Milton, Thybulle, Furkan Korkmaz, Tyrese Maxey and Howard remained the Sixers’ second unit with Curry back in the mix. Maxey didn’t check into the game until there was 9:17 left in the second quarter and only played six minutes total. His play during Curry’s absence evidently didn’t lead Rivers to think he deserved an immediate increase in minutes. That said, the rookie is a no-brainer member of the Sixers’ rotation for the foreseeable future.
Thybulle, as he’s tended to do recently, made a couple of eyebrow-raising defensive plays. He blocked two Walker jumpers, recovering impressively to disrupt the Celtics guard.
Thybulle’s 21 minutes were the most of any Sixers bench player as he played the final 4 minutes and 32 seconds in place of Danny Green.
Harris an All-Star? If he keeps shooting like this …
Embiid said Tobias Harris “should be an All-Star” after Wednesday’s win, and Harris again backed up that early internal buzz with 23 points on 10-for-12 shooting, a night that enhances his already-stellar efficiency numbers. Harris entered the evening with close to 50/40/90 shooting splits.
The trademark of his play early in the season has been simplicity. On the rare moments when he did try an advanced dribble move or two Friday and didn’t create space, he mostly moved the ball to an open teammate instead of forcing anything difficult or complicated.
“We stay on him,” Rivers said. “Same thing in L.A. Just quick decisions. If you catch it, shoot it. If you catch it, drive it. If you dribble it, pass it. It’s pretty simple for him and when he stays in that formula, he’s unbelievable. He’s a train going downhill. He’s got a beautiful shot.

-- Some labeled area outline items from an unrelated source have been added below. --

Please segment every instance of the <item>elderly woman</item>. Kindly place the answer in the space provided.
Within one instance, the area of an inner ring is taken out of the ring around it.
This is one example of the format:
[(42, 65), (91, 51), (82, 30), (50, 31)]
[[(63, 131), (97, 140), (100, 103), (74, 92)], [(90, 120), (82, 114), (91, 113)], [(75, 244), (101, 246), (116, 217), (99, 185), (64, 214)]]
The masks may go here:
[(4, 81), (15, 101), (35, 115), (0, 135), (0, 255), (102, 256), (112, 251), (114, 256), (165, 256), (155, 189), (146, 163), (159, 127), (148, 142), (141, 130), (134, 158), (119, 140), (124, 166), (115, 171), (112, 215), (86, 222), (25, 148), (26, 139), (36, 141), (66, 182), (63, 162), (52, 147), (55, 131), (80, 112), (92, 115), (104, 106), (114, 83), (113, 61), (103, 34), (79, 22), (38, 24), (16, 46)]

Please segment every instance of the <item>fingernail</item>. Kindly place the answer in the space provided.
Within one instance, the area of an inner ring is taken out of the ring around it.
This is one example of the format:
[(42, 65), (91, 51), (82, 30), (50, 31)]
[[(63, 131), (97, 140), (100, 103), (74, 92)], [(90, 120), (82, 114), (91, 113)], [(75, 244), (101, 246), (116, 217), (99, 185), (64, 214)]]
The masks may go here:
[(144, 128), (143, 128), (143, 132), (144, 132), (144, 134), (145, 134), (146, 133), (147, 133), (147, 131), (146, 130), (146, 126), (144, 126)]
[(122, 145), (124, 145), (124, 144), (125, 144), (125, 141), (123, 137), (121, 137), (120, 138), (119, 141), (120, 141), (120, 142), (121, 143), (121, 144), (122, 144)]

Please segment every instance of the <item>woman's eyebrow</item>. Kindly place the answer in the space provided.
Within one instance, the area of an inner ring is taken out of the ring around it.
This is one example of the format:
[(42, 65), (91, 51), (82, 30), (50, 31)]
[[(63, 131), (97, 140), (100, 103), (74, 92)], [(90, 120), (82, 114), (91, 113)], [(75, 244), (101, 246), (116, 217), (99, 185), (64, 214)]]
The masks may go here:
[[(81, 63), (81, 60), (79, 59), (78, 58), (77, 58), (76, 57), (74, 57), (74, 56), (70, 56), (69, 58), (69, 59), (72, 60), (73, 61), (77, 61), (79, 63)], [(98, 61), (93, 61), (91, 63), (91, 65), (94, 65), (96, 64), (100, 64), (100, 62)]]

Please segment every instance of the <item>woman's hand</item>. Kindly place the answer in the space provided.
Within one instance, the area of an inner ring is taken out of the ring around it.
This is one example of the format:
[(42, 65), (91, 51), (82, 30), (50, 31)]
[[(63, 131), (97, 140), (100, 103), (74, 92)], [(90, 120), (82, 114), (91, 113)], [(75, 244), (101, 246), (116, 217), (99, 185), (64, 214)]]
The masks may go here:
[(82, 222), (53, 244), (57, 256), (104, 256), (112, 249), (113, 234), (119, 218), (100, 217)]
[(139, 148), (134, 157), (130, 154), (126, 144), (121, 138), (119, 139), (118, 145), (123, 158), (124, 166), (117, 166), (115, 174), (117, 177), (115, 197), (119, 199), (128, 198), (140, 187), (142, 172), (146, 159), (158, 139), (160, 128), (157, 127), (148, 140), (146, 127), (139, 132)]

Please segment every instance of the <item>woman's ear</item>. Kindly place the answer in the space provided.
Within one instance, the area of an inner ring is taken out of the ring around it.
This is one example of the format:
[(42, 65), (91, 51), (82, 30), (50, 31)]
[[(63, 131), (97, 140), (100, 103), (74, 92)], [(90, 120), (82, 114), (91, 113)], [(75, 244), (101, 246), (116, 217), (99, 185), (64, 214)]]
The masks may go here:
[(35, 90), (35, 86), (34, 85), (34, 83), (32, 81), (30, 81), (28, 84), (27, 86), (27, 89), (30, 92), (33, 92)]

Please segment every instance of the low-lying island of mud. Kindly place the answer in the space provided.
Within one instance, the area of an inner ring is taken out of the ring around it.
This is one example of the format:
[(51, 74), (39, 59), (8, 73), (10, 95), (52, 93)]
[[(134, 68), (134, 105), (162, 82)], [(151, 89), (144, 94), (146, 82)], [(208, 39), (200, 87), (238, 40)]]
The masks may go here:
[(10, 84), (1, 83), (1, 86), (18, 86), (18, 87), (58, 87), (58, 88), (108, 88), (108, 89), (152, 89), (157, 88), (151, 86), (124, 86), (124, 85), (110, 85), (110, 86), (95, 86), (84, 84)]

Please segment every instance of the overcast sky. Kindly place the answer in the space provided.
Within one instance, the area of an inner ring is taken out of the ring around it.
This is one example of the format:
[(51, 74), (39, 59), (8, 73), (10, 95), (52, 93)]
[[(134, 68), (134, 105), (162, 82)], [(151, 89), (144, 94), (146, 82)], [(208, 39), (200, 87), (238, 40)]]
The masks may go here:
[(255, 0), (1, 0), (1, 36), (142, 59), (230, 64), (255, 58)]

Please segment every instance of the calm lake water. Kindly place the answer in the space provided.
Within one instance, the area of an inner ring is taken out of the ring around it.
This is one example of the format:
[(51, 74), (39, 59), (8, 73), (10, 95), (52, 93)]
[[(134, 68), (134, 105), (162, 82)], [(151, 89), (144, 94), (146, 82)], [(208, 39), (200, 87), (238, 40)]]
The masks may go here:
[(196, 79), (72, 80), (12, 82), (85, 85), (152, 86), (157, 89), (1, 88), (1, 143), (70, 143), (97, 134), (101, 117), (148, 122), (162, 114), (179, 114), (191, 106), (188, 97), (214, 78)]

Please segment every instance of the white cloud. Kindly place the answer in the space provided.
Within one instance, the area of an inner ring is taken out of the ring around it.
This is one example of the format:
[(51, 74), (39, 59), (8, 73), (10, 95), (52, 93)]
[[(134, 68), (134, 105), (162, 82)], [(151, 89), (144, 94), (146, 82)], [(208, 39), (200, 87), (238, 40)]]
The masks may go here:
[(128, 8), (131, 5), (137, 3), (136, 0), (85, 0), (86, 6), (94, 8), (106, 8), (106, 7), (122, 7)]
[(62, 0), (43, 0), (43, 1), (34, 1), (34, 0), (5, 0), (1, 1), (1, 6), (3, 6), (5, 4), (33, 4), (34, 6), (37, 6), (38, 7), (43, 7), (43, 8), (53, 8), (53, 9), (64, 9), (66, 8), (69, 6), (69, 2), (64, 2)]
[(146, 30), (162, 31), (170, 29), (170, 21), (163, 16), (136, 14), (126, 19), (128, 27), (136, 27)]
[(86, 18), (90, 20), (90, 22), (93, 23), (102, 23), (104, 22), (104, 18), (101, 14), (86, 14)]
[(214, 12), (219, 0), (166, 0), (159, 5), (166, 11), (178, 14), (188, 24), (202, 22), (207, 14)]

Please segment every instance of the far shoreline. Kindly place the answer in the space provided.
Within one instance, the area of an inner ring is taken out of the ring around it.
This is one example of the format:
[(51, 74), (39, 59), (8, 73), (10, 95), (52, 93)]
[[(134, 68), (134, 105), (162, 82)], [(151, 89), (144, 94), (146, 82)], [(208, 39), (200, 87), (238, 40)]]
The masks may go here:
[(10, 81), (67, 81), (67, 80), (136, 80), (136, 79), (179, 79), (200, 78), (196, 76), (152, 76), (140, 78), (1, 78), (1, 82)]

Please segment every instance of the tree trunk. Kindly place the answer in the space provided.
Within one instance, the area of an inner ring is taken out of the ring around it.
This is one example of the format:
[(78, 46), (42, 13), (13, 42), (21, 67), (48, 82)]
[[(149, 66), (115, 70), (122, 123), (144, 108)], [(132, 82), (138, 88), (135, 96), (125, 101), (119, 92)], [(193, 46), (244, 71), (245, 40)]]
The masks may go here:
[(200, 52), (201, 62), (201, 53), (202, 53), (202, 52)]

“It’s when he hesitates and guys get into him is when he gets himself in trouble. He had a couple of those tonight, but I love how he’s playing, I love the confidence he’s playing with. He’s rebounding, too, this year for us. So, he’s just doing a lot of stuff. He’s been great.”
For most of Harris’ first 13 games this season, there hasn’t been much that needs to be said about his performance. That’s a better situation for the Sixers than being concerned about Harris’ fit, his role or why he isn’t playing like he did during his career-best stretch with Rivers and the Clippers.